Boxever notes that 90 percent of users have a negative opinion about Facebook asking them what they are doing. This suggests that consumers must see a benefit in sharing such information.
Brands can also help to assuage travel worries to gain trust. Nearly three-quarters of travelers want to ensure they are getting the best deal, yet 95 percent feel overwhelmed by travel options. If a brand can manage deals and convince the consumer that it is the best option ahead of time, they can relieve the stress that many travelers feel.
Right place, right time
When looking to re-target and cut down on the frequency with which consumers see the same ads, brands should first acquaint themselves with how different consumers interact with ads at various points in the purchase journey.
A recent Expedia report found that travelers are most receptive to advertisements when they first begin researching, and that it is much easier to influence the booking of a frequent traveler than coax a trip out of an infrequent one.
“The British Traveler’s Path to Purchase” examines the devices and resources used by British travelers and found that frequent travelers are five times more likely to notice travel advertising.
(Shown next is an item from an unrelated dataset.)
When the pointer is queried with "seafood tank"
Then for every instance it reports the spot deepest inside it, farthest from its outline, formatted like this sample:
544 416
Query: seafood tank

Better understanding the purchase journey for consumers can help marketers position themselves to increase market share (see story).
The thirst for personalization in the travel sector extends beyond the United States.
Chinese outbound tourists have long been a high-priority group for luxury brands, but the demands and habits of younger travelers are changing quickly.
The digital natives aged between 18 and 36 years old want a more personalized experience, including superior guest services and smart device integration. With China’s outbound luxury travelers spending $65,000 per household on tourism per year, this market is yet another opportunity for brands to grow (see story).
“Airlines and other travel providers have a great opportunity to transform the travel experience, driving a simplified booking and research process, and tailoring content and offers to the individual,” Mr. O’Flanagan said. “Creating a truly connected experience that considers what a specific traveler wants at a moment in time will make the difference between the companies that consumers stay loyal to versus the ones they pass over.”